En el Zócalo, además del campamento de los electricistas que hacían huelga de hambre en demanda de reinstalación, se habían plantado los maestros disidentes, exasperados por la corrupción y la cerrazón que imperaba en su sindicato, y los indígenas de San Juan Copala, agraviados por tres asesinatos recientes y por el cerco que contra su pueblo mantenía un grupo de paramilitares priístas.
–Puta madre –se dijo Sánchez Lora–. Este gobierno está haciendo exactamente lo opuesto a gobernar.

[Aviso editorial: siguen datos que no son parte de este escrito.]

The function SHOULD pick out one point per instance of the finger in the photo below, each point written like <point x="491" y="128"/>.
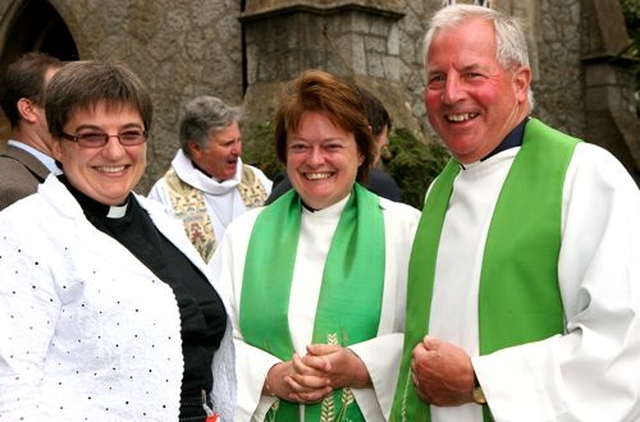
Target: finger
<point x="308" y="365"/>
<point x="318" y="363"/>
<point x="431" y="343"/>
<point x="322" y="349"/>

Tras observar a aquellos centenares de ciudadanos que pedían un sitio en la patria, y quienes de seguro representaban a muchos cientos de miles más, Sánchez Lora pasó otra semana de severa depresión, encerrado en su departamento, pero hasta allí le llegaban noticias que le trastornaban el sentido de realidad. Para los mexicanos mayores de cuarenta, el nombre de Cananea era una referencia histórica casi sagrada: en esa localidad minera del noroeste habían surgido las primeras luchas obreras del país, allí se había escuchado por primera vez en el suelo patrio la demanda de ocho horas de trabajo, y allí el porfiriato había rendido la soberanía nacional a la soldadesca gringa, que asesinó a decenas de mineros en huelga para preservar los intereses de los amos de la explotación. Incluso los ciudadanos más jóvenes sabían que las cabezas de Hidalgo, de Aldama, de Allende y de Jiménez, habían sido expuestas al escarnio de la mirada pública, puestas en jaulas de hierro y colgadas en las esquinas de la Alhóndiga de Granaditas. Y ahora el gobernante en turno ordenaba a la policía cargar contra los mineros de Cananea. Y ahora escarbaba para sacar los cráneos de los padres de la patria, y volvía a ponerlos en exhibición.
“Tengo que salir, tengo que hacer algo –pensó– . Si no, el fin de este país me va a agarrar encerrado en mi casa.”